Terbaru, Partai Demokrat (PD) menyiapkan Tim Pembela untuk Lukas Enembe. Sebagai Ketua DPD Partai Demokrat Papua empat periode, wajarlah Partai Demokrat menyiapkan Tim Pembelanya. Apalagi Lukas Enembe ini adalah kesayangan dari SBY ketua majelis Tinggi PD.
Masalah sebenarnya bukan pada Tim Pembela yang disiapkan PD. Namun nuansa politik yang dibangun seakan kasus ini adalah kasus politik. Terjadi politisasi hukum. Dengan proses ini seakan ingin dibangun sebuah persepsi bahwa kasus ini adalah rekayasa politik dengan pisau hukum. Seakan terjadi politisasi hukum.
Disisi lain, muncul kesan bahwa seakan hukum tumpul dan dibuat tidak berlaku bagi orang politik. Penggunaan kekuasaan politik, termasuk menggunakan massa pendukung untuk mengawal rumah kediaman gubernur untuk menghalangi upaya hukum berupa penjemputan paksa menjadi sebuah tontonan yang tidak sedap. Ada upaya pengerahan kekuatan untuk menghalau dan menghalangi upaya hukum.
Anekdot hukum itu tajam ke bawah dan tumpul ke atas seakan diproklamirkan kembali dengan angkuhnya dalam kasus Lukas Enembe ini. Jika benar bahwa sang gubernur tidak bersalah, kenapa tidak berani menghadapi kasus hukum ini? Demikian pertanyaan orang awam. Berani karena benar, takut karena salah? Kenapa harus takut? Padahal persoalan ini bukan soal takut atau berani. Tidak sesederhana itu.
Kasus ini tambah runyam, ketika beredar pula foto sang gubernur sedang berjudi di kasino. Ada foto yang menunjukkan sang gubernur sedang dipapah memasuki kasino. Yang paling memprihatinkan, komentar Tim Kuasa Hukum sang gubernur bahwa itu refreshing ketika berobat ke luar negeri. Main judinya tidak besar, hanya kecil-kecilan. Wow!

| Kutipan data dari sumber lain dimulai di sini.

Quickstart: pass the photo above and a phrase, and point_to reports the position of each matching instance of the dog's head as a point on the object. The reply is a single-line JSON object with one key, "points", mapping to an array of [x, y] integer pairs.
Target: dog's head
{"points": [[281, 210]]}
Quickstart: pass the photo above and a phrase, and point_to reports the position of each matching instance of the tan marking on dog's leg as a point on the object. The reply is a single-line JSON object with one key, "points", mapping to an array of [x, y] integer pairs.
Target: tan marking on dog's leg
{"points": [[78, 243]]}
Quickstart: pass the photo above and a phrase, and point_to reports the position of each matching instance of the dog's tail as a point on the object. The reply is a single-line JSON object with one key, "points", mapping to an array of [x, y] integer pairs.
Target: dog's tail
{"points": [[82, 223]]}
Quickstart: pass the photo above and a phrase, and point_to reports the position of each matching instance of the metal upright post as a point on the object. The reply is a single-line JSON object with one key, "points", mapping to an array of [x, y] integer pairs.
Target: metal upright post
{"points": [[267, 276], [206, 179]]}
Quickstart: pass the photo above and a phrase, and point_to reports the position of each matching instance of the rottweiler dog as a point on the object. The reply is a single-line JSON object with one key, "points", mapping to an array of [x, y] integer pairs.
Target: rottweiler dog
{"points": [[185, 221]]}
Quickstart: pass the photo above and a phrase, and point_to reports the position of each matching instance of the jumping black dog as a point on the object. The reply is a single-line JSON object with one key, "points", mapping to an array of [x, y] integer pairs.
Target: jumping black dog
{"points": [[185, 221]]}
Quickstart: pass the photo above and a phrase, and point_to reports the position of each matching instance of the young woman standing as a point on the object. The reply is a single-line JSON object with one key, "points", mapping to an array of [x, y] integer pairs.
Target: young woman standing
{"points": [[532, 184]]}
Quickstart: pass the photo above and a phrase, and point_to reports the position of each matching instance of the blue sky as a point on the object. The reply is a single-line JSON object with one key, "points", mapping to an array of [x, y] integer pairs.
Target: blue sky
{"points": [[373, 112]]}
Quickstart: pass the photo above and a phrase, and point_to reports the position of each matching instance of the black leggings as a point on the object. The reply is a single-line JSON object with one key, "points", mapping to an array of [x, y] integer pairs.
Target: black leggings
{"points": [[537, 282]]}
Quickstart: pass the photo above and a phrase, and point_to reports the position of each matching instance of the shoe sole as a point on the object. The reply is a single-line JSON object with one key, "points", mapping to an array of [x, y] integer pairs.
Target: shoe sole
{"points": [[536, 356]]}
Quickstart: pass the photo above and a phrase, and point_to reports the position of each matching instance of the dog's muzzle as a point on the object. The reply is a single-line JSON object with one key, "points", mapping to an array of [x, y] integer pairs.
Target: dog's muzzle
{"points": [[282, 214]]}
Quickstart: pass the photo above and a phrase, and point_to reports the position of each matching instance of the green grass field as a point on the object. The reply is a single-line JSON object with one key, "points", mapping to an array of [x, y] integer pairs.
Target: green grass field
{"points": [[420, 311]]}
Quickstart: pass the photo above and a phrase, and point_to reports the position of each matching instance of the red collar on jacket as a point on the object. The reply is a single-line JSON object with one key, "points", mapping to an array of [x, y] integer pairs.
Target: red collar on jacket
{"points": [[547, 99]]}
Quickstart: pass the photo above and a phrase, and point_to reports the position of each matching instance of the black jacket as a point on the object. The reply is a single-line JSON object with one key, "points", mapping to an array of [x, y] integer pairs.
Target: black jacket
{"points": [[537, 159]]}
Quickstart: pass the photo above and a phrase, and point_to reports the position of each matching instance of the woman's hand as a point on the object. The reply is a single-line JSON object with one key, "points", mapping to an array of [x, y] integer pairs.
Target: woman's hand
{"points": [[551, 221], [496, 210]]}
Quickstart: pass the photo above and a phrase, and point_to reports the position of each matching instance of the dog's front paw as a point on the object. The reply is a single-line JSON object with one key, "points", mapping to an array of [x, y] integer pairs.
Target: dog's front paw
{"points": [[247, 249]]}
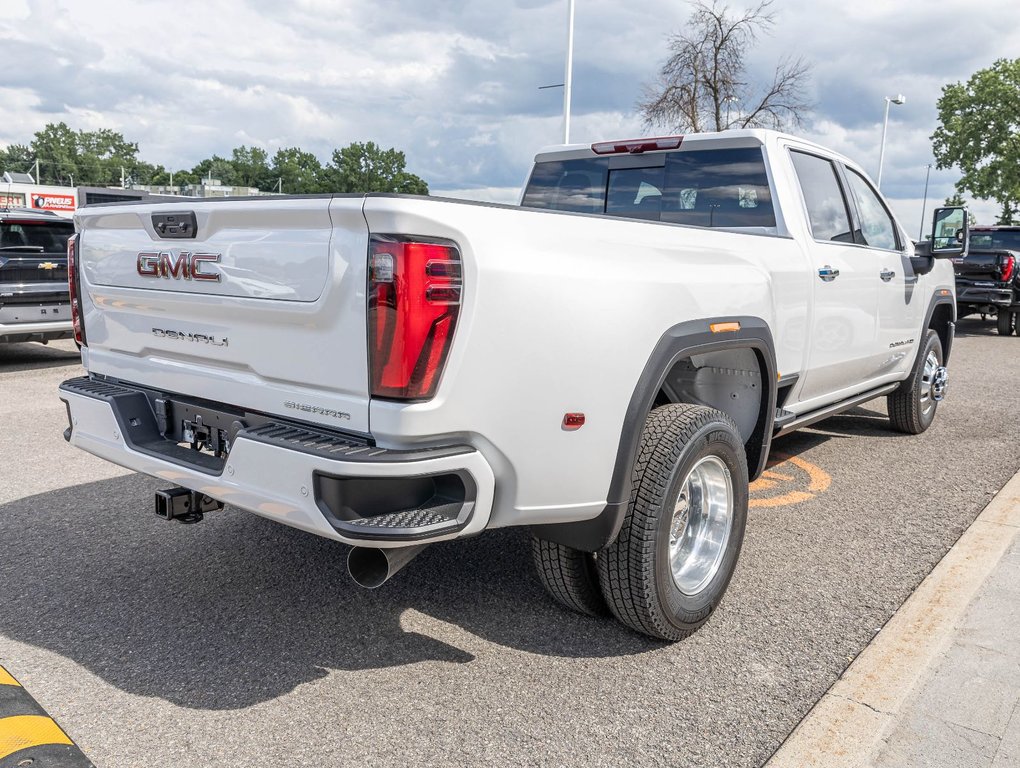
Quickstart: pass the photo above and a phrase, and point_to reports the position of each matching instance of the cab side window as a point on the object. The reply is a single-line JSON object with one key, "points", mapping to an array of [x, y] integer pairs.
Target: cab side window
{"points": [[827, 211], [877, 228]]}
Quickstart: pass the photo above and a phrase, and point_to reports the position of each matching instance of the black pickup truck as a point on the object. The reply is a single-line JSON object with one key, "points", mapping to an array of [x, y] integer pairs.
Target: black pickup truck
{"points": [[35, 305], [988, 276]]}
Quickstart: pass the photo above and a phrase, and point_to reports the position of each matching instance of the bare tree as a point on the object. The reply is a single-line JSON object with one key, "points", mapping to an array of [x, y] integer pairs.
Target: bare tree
{"points": [[703, 87]]}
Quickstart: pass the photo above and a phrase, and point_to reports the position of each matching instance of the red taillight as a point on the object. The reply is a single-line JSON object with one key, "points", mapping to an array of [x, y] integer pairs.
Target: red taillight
{"points": [[1007, 269], [636, 146], [72, 287], [413, 303]]}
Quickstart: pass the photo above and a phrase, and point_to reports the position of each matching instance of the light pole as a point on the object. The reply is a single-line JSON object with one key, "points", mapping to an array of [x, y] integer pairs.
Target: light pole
{"points": [[900, 99], [924, 204], [568, 74]]}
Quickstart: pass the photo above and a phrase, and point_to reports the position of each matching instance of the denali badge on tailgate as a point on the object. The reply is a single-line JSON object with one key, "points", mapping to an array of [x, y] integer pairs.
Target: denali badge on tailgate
{"points": [[186, 337], [186, 265]]}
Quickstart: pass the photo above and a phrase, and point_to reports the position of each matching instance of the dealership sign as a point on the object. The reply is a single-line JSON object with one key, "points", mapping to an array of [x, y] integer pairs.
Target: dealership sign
{"points": [[48, 202]]}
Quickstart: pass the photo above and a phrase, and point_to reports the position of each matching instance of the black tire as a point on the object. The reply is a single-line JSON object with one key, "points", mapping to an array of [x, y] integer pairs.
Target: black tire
{"points": [[912, 407], [569, 576], [1004, 322], [634, 570]]}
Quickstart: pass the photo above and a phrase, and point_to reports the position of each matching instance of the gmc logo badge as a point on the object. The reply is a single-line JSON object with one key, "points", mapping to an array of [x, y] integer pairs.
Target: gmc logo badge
{"points": [[185, 266]]}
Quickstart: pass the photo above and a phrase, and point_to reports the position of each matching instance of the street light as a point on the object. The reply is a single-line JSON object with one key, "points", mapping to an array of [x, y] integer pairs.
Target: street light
{"points": [[900, 99]]}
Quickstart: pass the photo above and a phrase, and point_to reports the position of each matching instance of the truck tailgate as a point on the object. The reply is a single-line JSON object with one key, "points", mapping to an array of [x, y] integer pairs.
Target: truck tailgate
{"points": [[264, 308]]}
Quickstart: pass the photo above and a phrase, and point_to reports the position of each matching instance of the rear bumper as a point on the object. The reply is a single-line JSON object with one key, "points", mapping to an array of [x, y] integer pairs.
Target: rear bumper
{"points": [[982, 295], [325, 483], [36, 331]]}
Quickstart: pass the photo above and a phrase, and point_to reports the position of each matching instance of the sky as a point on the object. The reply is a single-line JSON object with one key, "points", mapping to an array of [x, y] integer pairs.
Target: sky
{"points": [[456, 85]]}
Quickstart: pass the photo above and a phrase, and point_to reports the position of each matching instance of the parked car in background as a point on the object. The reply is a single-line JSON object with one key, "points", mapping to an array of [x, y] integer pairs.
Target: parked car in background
{"points": [[988, 276], [35, 305]]}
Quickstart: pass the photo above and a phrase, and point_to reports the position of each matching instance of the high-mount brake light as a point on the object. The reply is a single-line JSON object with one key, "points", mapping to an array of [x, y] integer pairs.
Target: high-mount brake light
{"points": [[73, 286], [414, 292], [636, 146], [1008, 268]]}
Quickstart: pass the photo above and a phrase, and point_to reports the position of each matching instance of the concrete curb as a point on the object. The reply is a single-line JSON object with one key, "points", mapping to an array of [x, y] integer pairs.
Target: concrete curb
{"points": [[848, 724]]}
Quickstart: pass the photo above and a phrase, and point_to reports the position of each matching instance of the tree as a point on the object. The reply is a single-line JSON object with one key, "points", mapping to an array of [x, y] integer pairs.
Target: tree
{"points": [[978, 133], [17, 158], [703, 86], [365, 167], [251, 167], [299, 172], [958, 200], [99, 157], [215, 167]]}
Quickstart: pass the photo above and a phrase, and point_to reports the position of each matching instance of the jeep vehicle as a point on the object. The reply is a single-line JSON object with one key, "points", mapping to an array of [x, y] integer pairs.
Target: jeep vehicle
{"points": [[34, 301], [988, 276], [605, 365]]}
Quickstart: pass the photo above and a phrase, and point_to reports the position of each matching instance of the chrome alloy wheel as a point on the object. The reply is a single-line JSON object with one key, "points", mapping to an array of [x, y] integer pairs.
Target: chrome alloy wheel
{"points": [[933, 380], [700, 529]]}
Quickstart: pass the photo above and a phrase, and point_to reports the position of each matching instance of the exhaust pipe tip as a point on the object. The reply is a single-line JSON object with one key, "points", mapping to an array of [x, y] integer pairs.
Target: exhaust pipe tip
{"points": [[371, 567]]}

Beberapa waktu yang lalu, PPATK dan Menko Polhukam menjelaskan bahwa ada setoran ke kasino di luar negeri sebesar 55 juta US dolar. Masih kategori main kecil-kecilan main judi dengan uang sejumlah itu? Jika itu masih kecil, lalu berapa yang main besarnya?
Perkembangan ini semakin membuat hati kita miris. Bagaimana seorang gubernur main judi di kasino luar negeri dengan biaya tinggi, sementara rakyatnya menderita dan serba kekurangan? Apakah benar semua hartanya ini merupakan warisan tambang emas atau karena jabatan sebagai gubernur yang memberikan kekuntungan dan kekayaan ini? Apakah pelaporan harta selama ini benar? Semua harta ini dilaporkan ke KPK sebelum ini?
Pertanyaannya, apakah layak seorang gubernur berjudi di luar negeri? Apakah ini masih layak secara etika moral bagi pejabat kita? Bolehkah pejabat publik berjudi? Supaya jangan terkena sanksi hukum, lalu berjudi ke luar negeri? Ini sebuah tontonan buruk bagi bangsa ini dan juga kepada dunia internasional. Kemunafikan kita, Â melarang judi di Indonesia, sementara pejabatnya berjudi ke luar negeri.
Apakah PD akan membiarkan Lukas Enembe ini akan berhadapan dengan penyidik KPK menggunakan massa dan kekuasaan politik? Adakah saran, pendapat atau nasehat hukum diberikan kepada yang bersangkutan untuk percaya diri menghadapi kasus ini secara gentlemen.